Roslyn: Tuples and Dictionaries - Mutable fields change the GetHashCode result

Created on 8 Feb 2017  路  26Comments  路  Source: dotnet/roslyn

Multable value types are evil (https://blogs.msdn.microsoft.com/ericlippert/2008/05/14/mutating-readonly-structs/)

It breaks Dictionaries keys. There is any guidance in this case? Would be nice to have a compiler warning.

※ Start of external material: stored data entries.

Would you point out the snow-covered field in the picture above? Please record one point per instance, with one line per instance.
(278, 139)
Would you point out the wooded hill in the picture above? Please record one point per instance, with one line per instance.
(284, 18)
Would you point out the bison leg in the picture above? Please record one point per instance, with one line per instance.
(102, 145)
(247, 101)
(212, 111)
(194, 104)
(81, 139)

        var x = GetLatLng("");

        var dic = new Dictionary<(double lat, double fff), string>();
        dic[x] = "123";

        Console.WriteLine(x.GetHashCode());
        Console.WriteLine(dic[x]);

        x.lat = 3;
        Console.WriteLine(x.GetHashCode());
        Console.WriteLine(dic[x]); //KeyNotFoundException

Thanks

Area-Language Design

Most helpful comment

You can write an analyzer if you'd like to catch this sort of thing. Note that the above seems to be working properly. You're looking up with a different key, so you don't find the item. That's a good thing :)

All 26 comments

You can write an analyzer if you'd like to catch this sort of thing. Note that the above seems to be working properly. You're looking up with a different key, so you don't find the item. That's a good thing :)

You are right, mutable value types are evil and making the value tuples was a dreadful decision by the language team.

Sadly, having let the genie out of the bottle on this one, there is little the rest of us can do about it to ensure it is never a problem. You could try just being disciplined and not mutate them, but a mutation by a naive member of your team could be missed even with code reviews. You could, as @CyrusNajmabadi says, create an analyzer to try and detect such mutations, but it would be complex to write. And even the best analyser is unlikely to be able to detect eg such keys being passed around using ref parameters or ref returns and then mutated, so the risk of bugs being introduced in your code will remain.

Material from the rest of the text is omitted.